I was wondering, how on earth this company even came to be listed on NASDAQ, since they have no products and no revenue.

So I looked it up and basically it looks like they acquired a company which was ALREADY listed on NASDAQ then renamed it.

> In March 2020, Nikola announced its plans to merge with VectoIQ[10] Acquisition Corporation[11] (ticker VTIQ), a publicly traded special purpose acquisition company run by former General Motors Co. executive Steve Girsky. This resulted in the combined company being listed on the NASDAQ exchange with the NKLA ticker symbol.[12] Nikola’s stock began trading on June 4, 2020, a day after the merger was completed

- https://en.wikipedia.org/wiki/Nikola_Corporation

>So I looked it up and basically it looks like they acquired a company which was ALREADY listed on NASDAQ then renamed it

Not just any company, a Spac. Special purpose acquisition company. That's their purpose, they're not actually companies, but blank check investment vehicles.

It's a way to go public without an IPO. And unlike reverse mergers with actual companies spacs are clean since they're shell companies.

They're neither shady nor unusual, though.
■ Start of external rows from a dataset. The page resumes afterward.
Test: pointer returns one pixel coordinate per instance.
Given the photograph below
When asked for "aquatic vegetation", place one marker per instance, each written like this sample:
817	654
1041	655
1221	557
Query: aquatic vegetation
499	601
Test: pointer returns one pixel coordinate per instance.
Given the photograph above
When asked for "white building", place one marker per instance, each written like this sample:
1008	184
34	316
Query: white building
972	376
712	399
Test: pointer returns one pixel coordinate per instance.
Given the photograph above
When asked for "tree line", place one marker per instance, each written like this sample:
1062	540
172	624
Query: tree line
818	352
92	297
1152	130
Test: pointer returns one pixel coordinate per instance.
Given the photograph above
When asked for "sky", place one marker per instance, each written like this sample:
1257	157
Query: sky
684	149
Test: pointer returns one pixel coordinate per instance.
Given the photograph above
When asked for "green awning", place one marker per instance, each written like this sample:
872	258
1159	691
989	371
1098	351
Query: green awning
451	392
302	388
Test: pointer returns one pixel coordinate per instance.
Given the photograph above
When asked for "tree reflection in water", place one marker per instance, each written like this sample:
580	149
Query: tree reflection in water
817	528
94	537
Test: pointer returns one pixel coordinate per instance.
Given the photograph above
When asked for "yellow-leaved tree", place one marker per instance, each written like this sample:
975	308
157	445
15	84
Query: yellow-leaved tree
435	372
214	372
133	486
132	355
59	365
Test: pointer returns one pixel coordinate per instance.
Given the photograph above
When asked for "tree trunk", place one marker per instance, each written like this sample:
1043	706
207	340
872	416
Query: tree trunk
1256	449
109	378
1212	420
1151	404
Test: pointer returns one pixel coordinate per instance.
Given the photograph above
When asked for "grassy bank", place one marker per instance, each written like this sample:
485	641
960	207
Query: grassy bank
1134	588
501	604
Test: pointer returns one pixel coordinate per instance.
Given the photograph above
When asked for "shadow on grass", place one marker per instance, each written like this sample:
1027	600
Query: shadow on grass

  • Reverse Takeovers (RTOs) are super-common in Australia. A lot of broken mining companies whose exploration came up blank wind up sitting around still with a symbol on the ASX. This is used as an easy way to list - although the prognosis is not normally good (i.e. anyone evading the scrutiny of a listing starts a bit behind the 8-ball). Given how expensive and complex listing is, it's not the worst thing in the world.